Govender’s office launched a public inquiry in August 2021 into hate during the COVID-19 pandemic, and she said “the pandemic has created a breeding ground for pre-existing hateful beliefs.”

“We need to acknowledge the conditions under which hate flourishes in order to address it.”

No rise was reported in Manitoba, Prince Edward Island, New Brunswick or Northwest Territories, but the report notes the relatively small population counts and number of hate crimes in the territories usually make year-over-year comparisons less reliable.

Both violent and non-violent hate crimes increased compared with 2019 and contributed “fairly equally” to the overall rise in hate crimes in 2020, Statistics Canada says.

Hate crimes targeting religion declined for the third year in a row following a peak in 2017, the report says.
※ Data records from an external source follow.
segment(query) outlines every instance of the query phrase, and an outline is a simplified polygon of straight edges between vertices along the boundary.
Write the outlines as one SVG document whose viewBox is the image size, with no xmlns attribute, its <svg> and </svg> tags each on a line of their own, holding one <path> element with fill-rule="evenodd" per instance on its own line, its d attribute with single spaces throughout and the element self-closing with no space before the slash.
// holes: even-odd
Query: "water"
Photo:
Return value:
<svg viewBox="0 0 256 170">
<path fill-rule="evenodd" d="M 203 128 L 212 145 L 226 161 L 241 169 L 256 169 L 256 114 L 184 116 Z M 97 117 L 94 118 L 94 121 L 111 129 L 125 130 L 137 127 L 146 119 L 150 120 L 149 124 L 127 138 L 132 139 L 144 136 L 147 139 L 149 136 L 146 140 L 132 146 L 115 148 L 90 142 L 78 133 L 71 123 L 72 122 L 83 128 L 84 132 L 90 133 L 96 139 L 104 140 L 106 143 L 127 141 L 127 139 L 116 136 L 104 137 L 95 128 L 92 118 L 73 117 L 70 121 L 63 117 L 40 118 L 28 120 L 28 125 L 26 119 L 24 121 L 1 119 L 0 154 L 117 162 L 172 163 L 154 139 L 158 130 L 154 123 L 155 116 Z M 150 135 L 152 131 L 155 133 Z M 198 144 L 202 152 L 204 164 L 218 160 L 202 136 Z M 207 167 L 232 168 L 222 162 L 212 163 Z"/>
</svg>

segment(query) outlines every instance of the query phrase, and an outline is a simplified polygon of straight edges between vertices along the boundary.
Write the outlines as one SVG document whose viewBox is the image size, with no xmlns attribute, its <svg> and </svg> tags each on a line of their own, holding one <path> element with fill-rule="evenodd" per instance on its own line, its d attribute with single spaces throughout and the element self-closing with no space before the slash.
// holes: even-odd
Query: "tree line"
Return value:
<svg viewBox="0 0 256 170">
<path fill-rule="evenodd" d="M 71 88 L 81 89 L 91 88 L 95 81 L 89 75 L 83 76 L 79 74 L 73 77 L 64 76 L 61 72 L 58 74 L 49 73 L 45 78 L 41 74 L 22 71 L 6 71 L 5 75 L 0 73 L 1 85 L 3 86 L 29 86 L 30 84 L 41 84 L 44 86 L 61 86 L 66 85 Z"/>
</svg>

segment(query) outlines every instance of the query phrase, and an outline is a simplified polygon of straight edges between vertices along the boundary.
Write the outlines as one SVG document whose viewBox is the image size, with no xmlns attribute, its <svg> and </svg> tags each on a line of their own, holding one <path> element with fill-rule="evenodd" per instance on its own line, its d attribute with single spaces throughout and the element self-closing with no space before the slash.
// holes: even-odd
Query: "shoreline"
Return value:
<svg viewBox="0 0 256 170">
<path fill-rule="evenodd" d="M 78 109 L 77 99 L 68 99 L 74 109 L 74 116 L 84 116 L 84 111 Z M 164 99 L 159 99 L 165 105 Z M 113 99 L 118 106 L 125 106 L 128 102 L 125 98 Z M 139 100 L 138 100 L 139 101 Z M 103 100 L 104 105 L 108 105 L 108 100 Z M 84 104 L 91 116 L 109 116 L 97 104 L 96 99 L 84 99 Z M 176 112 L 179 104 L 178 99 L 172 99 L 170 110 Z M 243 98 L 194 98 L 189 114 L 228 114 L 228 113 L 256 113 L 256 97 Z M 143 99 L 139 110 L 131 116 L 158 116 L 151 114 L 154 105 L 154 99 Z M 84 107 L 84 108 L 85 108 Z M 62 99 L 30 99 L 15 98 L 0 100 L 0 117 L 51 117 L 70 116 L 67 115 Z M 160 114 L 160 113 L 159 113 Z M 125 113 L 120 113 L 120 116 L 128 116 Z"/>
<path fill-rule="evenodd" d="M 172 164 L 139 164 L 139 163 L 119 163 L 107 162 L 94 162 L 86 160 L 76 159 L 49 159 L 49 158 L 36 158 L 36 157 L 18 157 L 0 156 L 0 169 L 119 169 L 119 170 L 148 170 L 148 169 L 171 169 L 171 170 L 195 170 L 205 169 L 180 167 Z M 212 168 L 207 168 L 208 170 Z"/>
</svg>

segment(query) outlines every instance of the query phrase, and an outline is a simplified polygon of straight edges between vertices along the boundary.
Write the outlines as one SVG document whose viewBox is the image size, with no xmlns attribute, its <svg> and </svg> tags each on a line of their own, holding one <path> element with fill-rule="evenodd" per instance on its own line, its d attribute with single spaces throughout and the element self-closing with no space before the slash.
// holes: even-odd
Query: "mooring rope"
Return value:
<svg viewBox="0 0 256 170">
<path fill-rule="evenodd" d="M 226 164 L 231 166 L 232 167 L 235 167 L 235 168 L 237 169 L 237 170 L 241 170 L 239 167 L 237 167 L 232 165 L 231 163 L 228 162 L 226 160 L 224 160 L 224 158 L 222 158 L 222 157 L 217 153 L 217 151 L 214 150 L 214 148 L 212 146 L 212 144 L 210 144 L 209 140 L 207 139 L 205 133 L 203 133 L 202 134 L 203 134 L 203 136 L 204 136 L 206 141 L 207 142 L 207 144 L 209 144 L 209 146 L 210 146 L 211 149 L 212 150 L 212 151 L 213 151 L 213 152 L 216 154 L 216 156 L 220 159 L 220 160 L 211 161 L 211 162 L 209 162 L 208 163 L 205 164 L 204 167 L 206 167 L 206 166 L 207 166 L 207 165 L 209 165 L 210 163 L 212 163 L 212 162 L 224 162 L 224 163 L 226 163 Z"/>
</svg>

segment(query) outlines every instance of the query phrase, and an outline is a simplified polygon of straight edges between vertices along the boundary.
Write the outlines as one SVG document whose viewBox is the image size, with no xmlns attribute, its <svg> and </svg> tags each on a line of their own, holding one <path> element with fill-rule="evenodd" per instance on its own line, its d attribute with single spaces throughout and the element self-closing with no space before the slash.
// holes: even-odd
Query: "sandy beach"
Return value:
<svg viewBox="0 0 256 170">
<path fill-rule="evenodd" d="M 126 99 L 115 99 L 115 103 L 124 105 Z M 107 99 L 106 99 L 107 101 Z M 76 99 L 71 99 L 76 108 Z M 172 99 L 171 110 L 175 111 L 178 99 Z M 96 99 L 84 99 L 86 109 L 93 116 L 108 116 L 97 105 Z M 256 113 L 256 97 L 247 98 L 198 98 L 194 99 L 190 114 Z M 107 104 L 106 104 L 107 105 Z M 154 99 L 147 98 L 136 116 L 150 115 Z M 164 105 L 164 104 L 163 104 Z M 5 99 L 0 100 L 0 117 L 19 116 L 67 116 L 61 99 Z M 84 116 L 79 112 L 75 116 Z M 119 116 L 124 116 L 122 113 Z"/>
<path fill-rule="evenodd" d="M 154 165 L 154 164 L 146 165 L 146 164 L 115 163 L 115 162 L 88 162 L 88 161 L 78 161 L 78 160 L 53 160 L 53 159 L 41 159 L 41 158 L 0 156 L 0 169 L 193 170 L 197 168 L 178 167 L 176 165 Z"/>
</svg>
But the 515 incidents reported in 2020 are still higher than what was recorded annually before 2017, it notes.

The Jewish and Muslim populations continue to be the most common targets of religion-based hate crimes, it says.

Shimon Koffler Fogel, the president of the Centre for Israel and Jewish Affairs, said in a statement that the report should be a “call to action” for Canadians.

“This is deeply alarming when balancing the number of hate-motivated attacks against the relatively small Jewish population,” he said. “We are grateful that police services across the country take these incidents seriously, but more needs to be done to prevent them and protect vulnerable communities.”

There was a two per cent decrease in hate crimes targeting sexual orientation in 2020, but the 259 incidents reported are the second highest since comparable data became available in 2009, the agency says.

Statistics Canada says the increase in hate crimes in 2020 may still underestimate the number of incidents, given that not all such crimes reported to police.